Diselingi dengan nyanyian yang dipandu oleh Franky Sahilatua para peserta diajak untuk bersenandung tentang Gus Dur sebagai guru bangsa. Penampilan Barongsay yang lembut mengajak para peserta untuk memberikan hormat kepada almarhum.
Inayah Wahid, putri bungsu Gus Dur, setelah menyampaikan terimakasih kepada seluruh rakyat Indonesia, menyulut kan lilinnya dari lilin besar di depan gambar Gus Dur, dan membagikan nyala lilin itu kepada semua peserta. Di kegelapan malam itu, ketika gerimis tak kunjung henti, nyala lilin-lilin itu bagaikan kunang-kunang yang beterbangan di halaman luas Tugu Proklamasi tersebut.

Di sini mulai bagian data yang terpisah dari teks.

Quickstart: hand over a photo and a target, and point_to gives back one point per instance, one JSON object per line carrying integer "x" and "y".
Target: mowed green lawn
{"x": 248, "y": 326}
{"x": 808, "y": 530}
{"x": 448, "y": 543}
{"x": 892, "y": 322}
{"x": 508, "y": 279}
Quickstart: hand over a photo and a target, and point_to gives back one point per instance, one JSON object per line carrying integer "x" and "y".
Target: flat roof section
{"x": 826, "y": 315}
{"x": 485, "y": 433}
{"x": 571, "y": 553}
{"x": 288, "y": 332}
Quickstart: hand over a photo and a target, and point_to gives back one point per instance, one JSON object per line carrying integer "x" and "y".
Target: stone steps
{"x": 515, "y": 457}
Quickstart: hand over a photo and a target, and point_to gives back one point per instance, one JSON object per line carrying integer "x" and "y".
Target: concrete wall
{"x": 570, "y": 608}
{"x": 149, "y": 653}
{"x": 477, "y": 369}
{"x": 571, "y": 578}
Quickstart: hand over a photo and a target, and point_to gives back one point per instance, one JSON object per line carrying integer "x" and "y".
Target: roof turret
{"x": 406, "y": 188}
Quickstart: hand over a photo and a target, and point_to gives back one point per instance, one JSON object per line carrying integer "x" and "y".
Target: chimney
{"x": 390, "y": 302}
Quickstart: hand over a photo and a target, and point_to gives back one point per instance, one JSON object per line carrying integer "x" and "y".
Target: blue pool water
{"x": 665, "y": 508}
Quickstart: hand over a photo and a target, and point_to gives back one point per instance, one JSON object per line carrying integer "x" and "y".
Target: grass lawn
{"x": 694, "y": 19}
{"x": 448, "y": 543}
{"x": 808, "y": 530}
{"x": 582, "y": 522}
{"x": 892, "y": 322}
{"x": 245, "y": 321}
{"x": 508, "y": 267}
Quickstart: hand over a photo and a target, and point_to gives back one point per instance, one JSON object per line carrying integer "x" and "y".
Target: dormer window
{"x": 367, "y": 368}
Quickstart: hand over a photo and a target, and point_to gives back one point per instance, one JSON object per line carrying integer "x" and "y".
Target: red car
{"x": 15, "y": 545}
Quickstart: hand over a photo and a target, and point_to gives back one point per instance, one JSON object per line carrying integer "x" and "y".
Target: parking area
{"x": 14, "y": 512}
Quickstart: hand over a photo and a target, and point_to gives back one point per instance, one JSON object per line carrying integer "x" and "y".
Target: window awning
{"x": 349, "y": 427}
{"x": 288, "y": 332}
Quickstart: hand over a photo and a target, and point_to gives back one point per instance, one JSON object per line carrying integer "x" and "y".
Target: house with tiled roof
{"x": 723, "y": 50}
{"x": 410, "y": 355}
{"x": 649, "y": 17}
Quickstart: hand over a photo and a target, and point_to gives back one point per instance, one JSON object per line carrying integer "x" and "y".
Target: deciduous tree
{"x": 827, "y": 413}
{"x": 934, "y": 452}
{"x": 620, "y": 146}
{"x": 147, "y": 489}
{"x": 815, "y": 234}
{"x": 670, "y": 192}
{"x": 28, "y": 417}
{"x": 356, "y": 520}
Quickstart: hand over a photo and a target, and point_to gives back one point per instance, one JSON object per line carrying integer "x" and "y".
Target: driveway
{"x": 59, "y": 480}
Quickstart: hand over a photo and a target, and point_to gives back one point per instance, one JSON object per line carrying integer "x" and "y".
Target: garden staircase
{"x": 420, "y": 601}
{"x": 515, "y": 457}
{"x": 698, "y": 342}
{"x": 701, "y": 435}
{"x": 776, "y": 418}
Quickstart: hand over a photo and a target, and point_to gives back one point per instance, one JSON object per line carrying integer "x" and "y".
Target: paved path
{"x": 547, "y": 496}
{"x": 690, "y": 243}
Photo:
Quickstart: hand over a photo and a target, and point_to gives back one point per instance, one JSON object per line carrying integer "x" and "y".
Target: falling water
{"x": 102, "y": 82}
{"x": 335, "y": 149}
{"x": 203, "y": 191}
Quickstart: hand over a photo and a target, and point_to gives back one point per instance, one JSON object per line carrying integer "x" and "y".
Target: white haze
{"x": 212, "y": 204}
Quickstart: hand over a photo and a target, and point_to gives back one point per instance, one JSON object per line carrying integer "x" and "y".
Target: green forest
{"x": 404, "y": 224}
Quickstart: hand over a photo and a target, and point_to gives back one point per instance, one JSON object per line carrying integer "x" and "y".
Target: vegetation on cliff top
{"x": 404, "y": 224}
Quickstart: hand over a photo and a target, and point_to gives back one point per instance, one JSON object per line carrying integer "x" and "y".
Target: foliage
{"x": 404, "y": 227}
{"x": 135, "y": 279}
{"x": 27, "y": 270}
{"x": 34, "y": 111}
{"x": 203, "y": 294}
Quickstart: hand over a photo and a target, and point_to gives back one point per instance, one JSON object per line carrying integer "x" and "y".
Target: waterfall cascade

Pada waktunya dipanjatkan doa oleh wakil dari berbagai tradisi keagamaan: Buddha, Tao, Bahai, Konghucu, Kristen, Hindu, Katolik, Islam. Ketika giliran saya untuk berdoa, saya antar para peserta untuk berdoa sbb.:
Saudari dan saudaraku terkasih,
Saya baru kembali dari Pondok Pesantren Tebuireng Jombang. Di sana saya menyaksikan wafat Gus Dur sebagai peristiwa bangsa. Bahkan lebih dari itu, wafat Gus Dur merupakan peristiwa iman. Ia wafat namun tetap hidup. Pada malam hari ini saya menyaksikan semangat hidupnya dalam diri kita semua. Sebagai ungkapan akan kehidupan itu saya panjatkan doa.
Untuk seorang Abdurrahman Wahid
(Abdi Allah yang Rahman -Mahabaik -dan yang wahid –Esa)
Ya, Allah,
Lihatlah umat-Mu berkumpul di tempat ini
tempat di mana kemerdekaan bangsa ini pernah diproklamasikan.
Kami berkumpul untuk mengenang seorang abdimu, Abdurrahman Wahid.
Sekarang ini kami merasa dipersatukan oleh sebuah perasaan kehilangan;
Kehilangan seorang pemimpin yang terpelajar
Kehilangan seorang pemikir yang merakyat
Kehilangan seorang guru yang cerdas
Kehilangan seorang bapak yang penuh kasih
Kehilangan seorang beriman yang tabah
Kehilangan seorang sahabat yang baik, bahkan jenaka juga.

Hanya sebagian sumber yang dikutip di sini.